Я стоял и смотрел на нее, а внутри росло что-то мощное: смесь безмерного уважения и яростной, инстинктивной потребности защитить.
Моник не просто выдерживала натиск общественного осуждения, она проходила его как шторм. И не собиралась ни молчать, ни прогибаться.
Я напрягся.
Ход был рискованный. Но, возможно, именно такой был и нужен, чтобы пробить эту выученную, затхлую пляску политики и медиа Востока.
Готовы ли они вообще к правде в лоб?
Скоро узнаем.
– Забудьте уж, были ли эти заявления расистскими или нет, – Моник опустила руку.
Ху поднял брови и бросил на меня взгляд.
Все, буквально все, уставились на нее. Каждый микрофон потянулся вперед, точно прицел, нацеленный на цель.
– Не соглашаться с чьими-то взглядами и мнением – это одно, – Моник сделала паузу. В ее тишине словно что-то щелкнуло. – Но безжалостно отнимать жизнь. Убивать всю семью. Резать детей. Просто из-за поста в соцсетях… пусть даже он был расистским или тупым… – это уже уровень человеческого падения, который я не могу принять.
Блядь.
Репортеры замерли, как статуи.
Они прекрасно поняли, о ком она говорит, об их обожаемом Великом Хозяине Горы. И теперь, наверняка, ссыкотно даже подумать, как это передать в эфир.
На Востоке, если мой отец что-то делал, значит, так надо. Так решил Бог.
Поставить под сомнение – значит лишиться души.
На самом деле… кроме моей матери… Моник – единственный человек на Востоке, кто официально выступил против действий моего отца.
Чен вытер пот со лба:
– Все… теперь точно пиздец… Они ее разорвут.
Но она права. И плевать, что они там думают. Только посмеют ее тронуть, я, блядь, поотрываю каждому руки. Более того…
Я отошел от машины и пошел к ней.
Каждый шаг, как заявление. Не просто поддержка, а доверие. Я встал рядом не для того, чтобы быть телохранителем. Я стоял рядом, чтобы весь мир увидел: она – сильная, умная, способная. И я в нее верю.
Надо было сделать это раньше. Я учусь, Моник. Прости, что не сразу.
Когда я встал рядом с ней, плечом к плечу, обняв за талию, почувствовал, она слегка дрожит. Но теперь она знала, что я рядом. Полностью. Без оглядки. Без сомнений.
Больше я никогда не заставлю тебя ждать.
С такого близкого расстояния я ощущал не только ее, но и прессу. Их ожидание. Их тихую надежду, что я вмешаюсь, сорвусь, подарю им конфликт, которого они так жаждали.
Но я молчал.
Это ее время. Ее голос. Если уж я доверяю ей, то не как Хозяин Горы, который вламывается и затыкает. А как Лэй. Партнер. Человек, который знает, когда отойти в тень.
Хотя… на всякий случай… я был рядом, как скала. Не для слов, а для действия. Если понадобится, то я сработаю быстро.
Уважайте Моник. Или я покажу вам больше смертей, чем мой отец когда-либо устраивал.
Моник не принимала ту тьму, что жила в нем… Но я – его сын. И жажда насилия у меня в крови.
Следом в поле зрения попал Дак. Он переместился чуть ближе к Моник, с ее другой стороны. Меч у него все еще был в руке, как будто он и правда собирался снести кому-то из репортеров башку.
Вспышки камер стали еще ярче.
Ну вот… Моник между Хозяином Горы и Командиром боевого крыла. Вот это будет фотка.

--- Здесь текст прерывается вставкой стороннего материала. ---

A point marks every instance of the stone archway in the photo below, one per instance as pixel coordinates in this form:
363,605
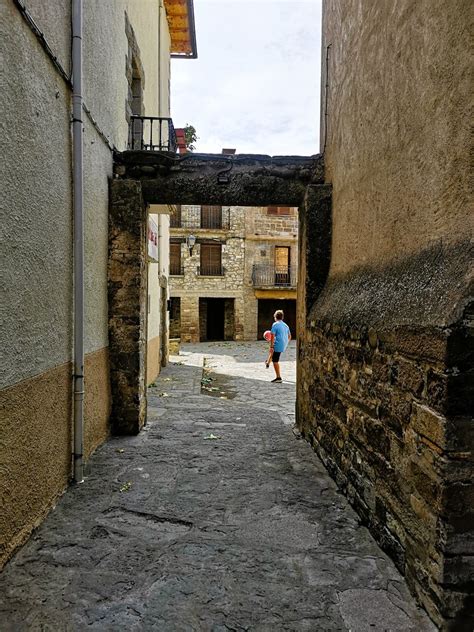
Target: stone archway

Уже завтра ее лицо появится на первой полосе каждой газеты. И эта одна картинка сделает ее одной из самых влиятельных женщин Востока. Мои тетки давно правят этим списком. Теперь в нем появится она.
А голос у Моник, все такой же ровный. Спокойный.
– Сегодня я поговорила с Великим Хозяином Горы… и сказала ему, что он был неправ.
Кто-то в толпе громко ахнул.
Я моргнул. И заставил себя не менять выражение лица.
Ты поспорила с моим отцом… и до сих пор жива.
В конце толпы кто-то просто развернулся и убежал, даже не пытаясь сделать вид, что все в порядке. Им не хотелось оказаться рядом, пока звучат такие слова. Они боялись, отец может убить и за то, что ты просто услышал подобную «ересь».